Example: importing HFuzz, sum of a list using xsum, guaranteeing $0.1$-differential privacy.

>> run1 xsum [1,2,3,4,5] 0.1
16.311819406922847

You can use various exported functions to construct your own programs which you can then use the evaluation functions on to evaluate in a differentially-private manner.

-- requires deferred type errors
cswp = abs (Var @"p" @(PrimTens _ _)) (ifelse (xlet (Var @"a") (Var @"b") (ref (Var @"p")) (xlt (ref (Var @"a")) (ref (Var @"b")))) (ref (Var @"p")) (swapT (XVar (Var @"p"))))

cswp is a $1$-sensitive function that swaps the values in a $\otimes$ pair if the second is less than the first. In order to reference PrimTens you must import HFuzz.Internal. The above definition requires deferred type erorrs to be enabled as it cannot be determined whether certain type constraints hold at compile time. At runtime we can use helper function checkType to enforce a starting context, and can determine its type by giving it a starting context to build from.

You can access non-differentially private evaluation functions by importing HFuzz.Unsafe.

Extension

Our EDSL implements a useful set of functions across the types that we allow. If this is not sufficient to express a desired function, it is possible to extend the functionality of our EDSL by following the same pattern used to implement existing functionality. We can fork the existing library, add a constructor for some function that we want to perform (with appropriate context handling) and add an evaluation case for this. We will look at the toy example of creating a list from a value. Obviously we could define this as the cons of a value to the empty list, but we want to demonstrate how to extend the EDSL's functionality.
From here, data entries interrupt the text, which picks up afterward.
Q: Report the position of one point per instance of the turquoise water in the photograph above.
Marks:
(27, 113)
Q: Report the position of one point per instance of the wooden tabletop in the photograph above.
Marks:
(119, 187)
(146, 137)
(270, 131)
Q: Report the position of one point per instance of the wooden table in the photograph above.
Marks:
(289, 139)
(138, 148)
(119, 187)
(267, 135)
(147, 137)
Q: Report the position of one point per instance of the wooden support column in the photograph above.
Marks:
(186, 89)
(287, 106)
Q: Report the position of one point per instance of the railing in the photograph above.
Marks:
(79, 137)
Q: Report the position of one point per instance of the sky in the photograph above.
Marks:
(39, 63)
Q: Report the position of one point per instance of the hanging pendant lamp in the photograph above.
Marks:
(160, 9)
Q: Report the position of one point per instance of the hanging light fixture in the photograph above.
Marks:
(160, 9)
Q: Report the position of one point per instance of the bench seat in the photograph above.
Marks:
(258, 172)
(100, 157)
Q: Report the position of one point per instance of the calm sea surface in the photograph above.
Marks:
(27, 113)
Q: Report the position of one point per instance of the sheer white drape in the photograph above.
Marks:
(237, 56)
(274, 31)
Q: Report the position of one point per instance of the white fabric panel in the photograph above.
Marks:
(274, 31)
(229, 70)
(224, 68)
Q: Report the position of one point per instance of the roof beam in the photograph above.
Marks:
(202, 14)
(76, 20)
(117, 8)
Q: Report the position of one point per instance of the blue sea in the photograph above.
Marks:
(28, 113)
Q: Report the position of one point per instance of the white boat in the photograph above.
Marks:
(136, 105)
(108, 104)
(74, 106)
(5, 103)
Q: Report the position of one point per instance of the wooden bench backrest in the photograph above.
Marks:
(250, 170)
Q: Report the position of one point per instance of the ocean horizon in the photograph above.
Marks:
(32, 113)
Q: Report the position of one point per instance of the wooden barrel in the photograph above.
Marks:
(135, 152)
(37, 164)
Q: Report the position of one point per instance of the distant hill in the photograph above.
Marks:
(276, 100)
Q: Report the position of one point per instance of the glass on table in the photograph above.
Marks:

First we add the corresponding constructor in the Expr data type:

data Expr (xs :: Context) (ys :: Context) (t :: Ty) where
    ...
    XListOfElem :: Expr xs ys (TPrim pt) ->
                   Expr xs ys (TPrim (PrimList 1 pt))

We leave the existing contexts unchanged in the resultant Expr, but change the type to be a list of the type of the value given, with length 1. We must next add a corresponding constructor in UExpr:

data UExpr where
...
    UXListOfElem :: UExpr -> UExpr

Next we add a case to the untype function:

untype :: Expr xs ys t -> UExpr
...
untype (XListOfElem e) = UXListOfElem (untype e)

Finally we add a case for the interpretation of UXListOfElem in the evaluate' function:

evaluate' :: RuntimeContext -> UExpr -> Value
...
evaluate' c (UXListOfElem e) = VList ((evaluate' c e) : [])

We can follow these four steps to extend the functionality of our EDSL.